5

We are having some difficulty on figuring out how to best manage our tokenized and untokenized fields for both searching and sorting. Our goals are pretty straightforward:

  1. Support Partial word searches
  2. Support Sorting on all all fields
  3. Our mapping must be dynamic, customers add new fields at runtime.

We're able to accomplish this using a dynamic template. We Store Strings using the default tokenizer, a custom, ngram tokenizer, and an unanalyzed tokenizer.
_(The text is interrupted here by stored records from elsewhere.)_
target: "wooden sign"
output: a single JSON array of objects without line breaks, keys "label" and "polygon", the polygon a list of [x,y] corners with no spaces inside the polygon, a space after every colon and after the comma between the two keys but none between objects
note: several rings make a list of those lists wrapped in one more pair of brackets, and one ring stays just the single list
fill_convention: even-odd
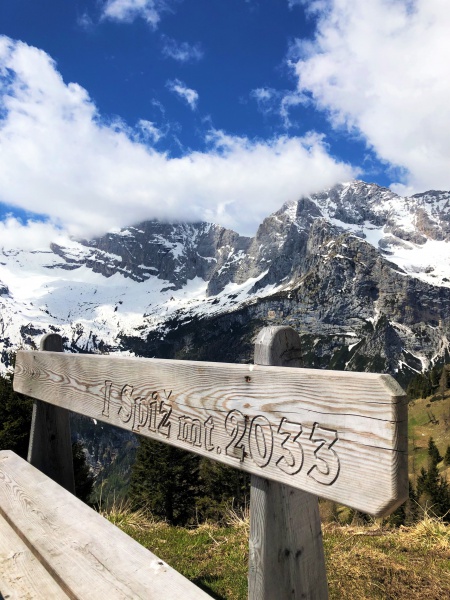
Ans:
[{"label": "wooden sign", "polygon": [[388,375],[20,351],[14,389],[376,516],[407,497]]}]

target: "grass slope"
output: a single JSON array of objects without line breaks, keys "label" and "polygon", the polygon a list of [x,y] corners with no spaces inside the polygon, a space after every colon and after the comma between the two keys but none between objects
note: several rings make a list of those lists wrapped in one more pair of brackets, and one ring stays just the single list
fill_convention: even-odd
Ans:
[{"label": "grass slope", "polygon": [[[409,407],[409,472],[428,467],[428,440],[444,456],[450,444],[450,392]],[[439,464],[450,480],[450,467]],[[325,508],[322,506],[325,510]],[[323,512],[323,510],[321,511]],[[216,600],[247,598],[248,519],[229,526],[172,527],[143,513],[113,508],[116,525]],[[450,597],[450,525],[424,515],[411,527],[380,523],[323,525],[330,600],[442,600]],[[281,599],[280,599],[281,600]]]},{"label": "grass slope", "polygon": [[[450,444],[450,392],[409,406],[409,472],[428,467],[428,440],[444,456]],[[440,463],[450,480],[450,467]],[[324,507],[322,507],[324,508]],[[323,511],[321,511],[323,512]],[[171,527],[145,514],[113,509],[116,525],[216,600],[247,598],[248,519],[227,527]],[[411,527],[323,525],[330,599],[441,600],[450,597],[450,525],[424,515]]]},{"label": "grass slope", "polygon": [[[248,520],[227,527],[171,527],[142,515],[109,517],[216,600],[247,598]],[[330,600],[450,597],[450,526],[323,527]],[[282,599],[280,599],[282,600]]]},{"label": "grass slope", "polygon": [[[420,469],[428,468],[428,441],[432,437],[442,456],[450,445],[450,392],[413,400],[409,404],[409,473],[415,480]],[[438,465],[440,474],[450,481],[450,465]]]}]

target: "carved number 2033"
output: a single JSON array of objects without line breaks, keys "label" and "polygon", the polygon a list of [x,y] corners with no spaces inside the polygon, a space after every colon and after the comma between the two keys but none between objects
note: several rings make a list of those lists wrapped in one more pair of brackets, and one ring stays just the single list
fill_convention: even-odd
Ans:
[{"label": "carved number 2033", "polygon": [[[227,456],[238,457],[243,461],[247,456],[247,445],[253,461],[261,468],[266,467],[274,457],[275,465],[284,473],[296,475],[301,471],[305,458],[302,441],[299,439],[303,433],[301,423],[288,421],[285,417],[281,419],[277,429],[278,439],[282,439],[279,448],[274,448],[272,425],[262,415],[250,420],[239,410],[232,410],[225,419],[225,430],[231,437],[225,449]],[[338,440],[337,431],[314,423],[309,440],[315,449],[314,464],[307,475],[322,485],[332,485],[340,470],[339,457],[333,448]]]}]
The mapping:

curl -XPUT 'http://testServer:9200/test/' -d '{
        "settings": {
            "analysis": {
                "analyzer": {
                    "my_ngram_analyzer": {
                        "tokenizer": "my_ngram_tokenizer",
                        "filter": [
                            "lowercase"
                        ],
                        "type" : "custom"
                    },
                    "default_search": {
                        "tokenizer" : "keyword",
                        "filter" : [
                            "lowercase"
                        ]
                    }
                },
                "tokenizer": {
                    "my_ngram_tokenizer": {
                        "type": "nGram",
                        "min_gram": "3",
                        "max_gram": "100",
                        "token_chars": []
                    }
                }
            }
        },
        "mappings": {
            "TestObject": {
                "dynamic_templates": [
                    {
                        "metadata_template": {
                            "match_mapping_type": "string",
                            "path_match": "*",
                            "mapping": {
                                "type": "multi_field",
                                "fields": {
                                    "ngram": {
                                        "type": "{dynamic_type}",
                                        "index": "analyzed",
                                        "index_analyzer": "my_ngram_analyzer",
                                        "search_analyzer" : "default_search"
                                    },
                                    "{name}": {
                                        "type": "{dynamic_type}",
                                        "index": "analyzed",
                                        "index_analyzer" : "standard",
                                        "search_analyzer" : "default_search"
                                    },
                                    "sortable": {
                                        "type": "{dynamic_type}",
                                        "index": "analyzed",
                                        "analyzer" : "default_search"
                                    }
                                }
                            }
                        }
                    }
                ]
            }
        }
    }'

We're really only keeping the unanalyzed field around for sorting and exact matches (We even call it, 'sortable'. ) This configuration makes it easy for us to get partial word searches, if the query is a "contains" query- we append ".ngram" to the query target. The problem that we are having is deciding when to use the ".sortable" suffix. If the we receive a request to sort on dateUpdated, for example, we don't want to use .sortable, since that field is a date. If The request is to sort on 'name', we do want to use it, since that field is a string, and not use it if we are trying to sort on 'price'.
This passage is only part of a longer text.